Quel produit correspond le mieux à votre tâche habituelle ? La bonne réponse dépend du déclencheur, du téléphone qui possède le contexte utile, de la persistance recherchée et du niveau de contrôle souhaité sur le modèle. La matrice suivante résume les scénarios les plus distinctifs.
| Besoin | Option à privilégier | Pourquoi | Point à vérifier |
|---|---|---|---|
| Lancer une tâche par iMessage, SMS ou Telegram | Airtap | L’entrée par messagerie est au cœur du parcours officiel présenté. | Disponibilité du canal et actions réellement prises en charge. |
| Exécuter une routine planifiée dans une session mobile persistante | Airtap | Le téléphone cloud et les routines visent ce type de continuité. | État des comptes, historique et traitement des échecs. |
| Surveiller visuellement un téléphone cloud depuis un navigateur | Airtap | Le tableau de bord annonce un écran en direct et un historique détaillé. | Contrôles d’interruption et étapes de confirmation. |
| Utiliser le contexte du téléphone Android quotidien | FoneClaw | Les actions prises en charge s’exécutent dans le parcours Android de l’utilisateur. | Compatibilité de l’appareil, de l’application et de l’action. |
| Choisir le modèle qui pilote le raisonnement de l’agent | FoneClaw | L’utilisateur configure un modèle pris en charge pour comprendre et planifier. | Qualité du modèle pour le type de tâche demandé. |
| Voir les résultats et confirmer une action Android importante | FoneClaw | La visibilité, les permissions et la confirmation structurent l’exécution. | Moment précis où l’utilisateur reprend la main. |
| Relier Airtap à Claude, Codex ou un environnement compatible | Airtap, selon sa configuration SKILLS.md | Airtap décrit officiellement cette voie d’intégration. | Compatibilité effective et commandes exposées dans le flux choisi. |
| Continuer après une action Android non prise en charge ou un écran inattendu | FoneClaw | Le parcours prévoit une reprise pratique et visible. | État conservé avant le passage en mode manuel. |
Airtap est donc le choix naturel lorsque la valeur vient d’un téléphone cloud dédié, de commandes envoyées par messagerie et de routines persistantes gérées dans un tableau de bord. Sa voie vers un appareil physique élargit le périmètre, mais doit être évaluée selon l’appareil, la configuration AutoPilot et les applications concernées.

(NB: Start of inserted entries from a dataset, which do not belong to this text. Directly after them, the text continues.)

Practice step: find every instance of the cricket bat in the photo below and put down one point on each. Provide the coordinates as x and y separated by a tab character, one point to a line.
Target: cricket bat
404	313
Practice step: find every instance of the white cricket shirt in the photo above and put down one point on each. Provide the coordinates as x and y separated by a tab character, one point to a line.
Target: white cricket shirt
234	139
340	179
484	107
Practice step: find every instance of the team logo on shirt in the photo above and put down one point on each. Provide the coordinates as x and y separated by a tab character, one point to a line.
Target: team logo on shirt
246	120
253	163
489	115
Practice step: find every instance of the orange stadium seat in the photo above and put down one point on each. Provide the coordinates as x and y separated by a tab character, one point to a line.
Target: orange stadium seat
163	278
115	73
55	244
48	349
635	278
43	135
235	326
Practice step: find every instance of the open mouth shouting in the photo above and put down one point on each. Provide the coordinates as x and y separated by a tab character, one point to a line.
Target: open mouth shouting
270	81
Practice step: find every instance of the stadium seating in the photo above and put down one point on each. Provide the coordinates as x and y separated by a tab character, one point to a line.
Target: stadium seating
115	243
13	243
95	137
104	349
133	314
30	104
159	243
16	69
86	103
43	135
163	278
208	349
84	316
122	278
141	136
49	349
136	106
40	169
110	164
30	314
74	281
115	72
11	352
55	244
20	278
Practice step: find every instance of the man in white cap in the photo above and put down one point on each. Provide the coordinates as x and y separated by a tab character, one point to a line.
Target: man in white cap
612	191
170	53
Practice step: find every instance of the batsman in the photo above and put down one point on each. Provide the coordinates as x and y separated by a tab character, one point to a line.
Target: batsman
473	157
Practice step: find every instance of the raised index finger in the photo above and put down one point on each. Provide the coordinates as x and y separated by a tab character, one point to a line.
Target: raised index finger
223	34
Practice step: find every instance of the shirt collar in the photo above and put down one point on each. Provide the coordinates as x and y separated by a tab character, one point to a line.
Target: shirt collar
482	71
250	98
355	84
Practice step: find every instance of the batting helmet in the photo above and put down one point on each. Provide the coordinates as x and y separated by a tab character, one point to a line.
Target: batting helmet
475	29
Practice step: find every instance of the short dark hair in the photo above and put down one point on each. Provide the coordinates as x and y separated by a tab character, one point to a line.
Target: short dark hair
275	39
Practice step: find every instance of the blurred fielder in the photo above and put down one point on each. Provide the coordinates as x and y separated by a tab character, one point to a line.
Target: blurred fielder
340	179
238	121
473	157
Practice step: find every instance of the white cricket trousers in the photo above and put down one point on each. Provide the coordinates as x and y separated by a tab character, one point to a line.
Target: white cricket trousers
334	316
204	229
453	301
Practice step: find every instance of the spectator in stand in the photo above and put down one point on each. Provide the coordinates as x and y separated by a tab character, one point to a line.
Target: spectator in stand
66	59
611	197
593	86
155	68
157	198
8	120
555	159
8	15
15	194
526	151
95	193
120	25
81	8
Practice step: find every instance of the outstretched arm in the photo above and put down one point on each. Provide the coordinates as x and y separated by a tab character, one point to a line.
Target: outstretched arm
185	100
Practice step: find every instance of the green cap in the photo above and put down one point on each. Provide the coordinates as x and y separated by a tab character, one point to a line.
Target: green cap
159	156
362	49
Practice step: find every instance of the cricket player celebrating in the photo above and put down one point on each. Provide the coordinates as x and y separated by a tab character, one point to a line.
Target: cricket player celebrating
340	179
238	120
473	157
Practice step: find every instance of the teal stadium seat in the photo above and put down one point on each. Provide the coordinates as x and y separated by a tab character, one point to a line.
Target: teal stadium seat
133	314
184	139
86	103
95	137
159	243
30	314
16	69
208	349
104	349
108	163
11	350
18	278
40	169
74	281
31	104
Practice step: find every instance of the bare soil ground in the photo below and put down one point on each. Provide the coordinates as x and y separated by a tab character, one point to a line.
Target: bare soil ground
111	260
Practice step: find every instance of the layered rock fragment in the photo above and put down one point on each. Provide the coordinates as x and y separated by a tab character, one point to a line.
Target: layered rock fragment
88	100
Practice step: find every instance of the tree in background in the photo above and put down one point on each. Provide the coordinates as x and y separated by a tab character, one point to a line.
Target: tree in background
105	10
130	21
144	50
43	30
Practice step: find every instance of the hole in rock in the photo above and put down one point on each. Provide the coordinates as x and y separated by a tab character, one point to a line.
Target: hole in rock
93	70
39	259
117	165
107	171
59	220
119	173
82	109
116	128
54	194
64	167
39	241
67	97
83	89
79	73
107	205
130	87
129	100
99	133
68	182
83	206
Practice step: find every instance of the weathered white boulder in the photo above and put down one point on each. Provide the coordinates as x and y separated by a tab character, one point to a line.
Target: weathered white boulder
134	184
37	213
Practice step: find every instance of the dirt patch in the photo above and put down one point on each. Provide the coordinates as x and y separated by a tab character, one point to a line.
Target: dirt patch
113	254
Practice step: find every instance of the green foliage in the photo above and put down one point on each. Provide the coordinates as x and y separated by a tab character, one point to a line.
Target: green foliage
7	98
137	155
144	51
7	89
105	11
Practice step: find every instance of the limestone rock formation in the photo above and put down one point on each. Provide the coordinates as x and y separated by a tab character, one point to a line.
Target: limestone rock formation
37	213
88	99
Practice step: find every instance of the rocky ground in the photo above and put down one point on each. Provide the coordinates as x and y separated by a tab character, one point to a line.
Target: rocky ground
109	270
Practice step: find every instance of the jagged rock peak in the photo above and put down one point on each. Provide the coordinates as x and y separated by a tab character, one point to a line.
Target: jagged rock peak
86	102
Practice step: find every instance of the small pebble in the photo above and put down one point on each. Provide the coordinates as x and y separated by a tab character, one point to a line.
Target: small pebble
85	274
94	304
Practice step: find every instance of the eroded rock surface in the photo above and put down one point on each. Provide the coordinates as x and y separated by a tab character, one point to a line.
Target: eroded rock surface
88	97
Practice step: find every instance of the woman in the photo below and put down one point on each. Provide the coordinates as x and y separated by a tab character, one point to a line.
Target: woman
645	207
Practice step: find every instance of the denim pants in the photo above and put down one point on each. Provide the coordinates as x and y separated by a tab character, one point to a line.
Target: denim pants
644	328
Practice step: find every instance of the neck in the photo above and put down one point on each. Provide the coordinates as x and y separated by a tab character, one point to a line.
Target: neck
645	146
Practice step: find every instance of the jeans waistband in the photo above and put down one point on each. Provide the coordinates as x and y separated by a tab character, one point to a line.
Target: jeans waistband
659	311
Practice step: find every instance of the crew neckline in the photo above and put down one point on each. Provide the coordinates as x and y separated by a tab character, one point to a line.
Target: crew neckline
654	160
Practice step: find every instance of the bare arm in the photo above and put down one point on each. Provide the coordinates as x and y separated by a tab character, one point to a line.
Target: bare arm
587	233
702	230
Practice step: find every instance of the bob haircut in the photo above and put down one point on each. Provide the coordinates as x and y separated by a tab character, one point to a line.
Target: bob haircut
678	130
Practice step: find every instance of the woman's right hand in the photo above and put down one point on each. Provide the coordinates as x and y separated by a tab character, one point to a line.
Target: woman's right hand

FoneClaw convient lorsque l’utilisateur veut que son modèle configuré conduise le raisonnement d’un agent Android et que les actions prises en charge restent visibles, reliées aux permissions et confirmées au moment utile. Le produit conserve une limite opérationnelle claire : il agit dans les parcours Android compatibles et fournit une reprise lorsqu’une étape demande l’utilisateur.
Avant de choisir, testez une tâche réversible représentative. Vérifiez le déclenchement, l’état du compte, la progression visible, l’interruption, la confirmation et la preuve finale. Une réussite sur ce scénario réel apporte davantage qu’une promesse générale de fonctionner avec toutes les applications.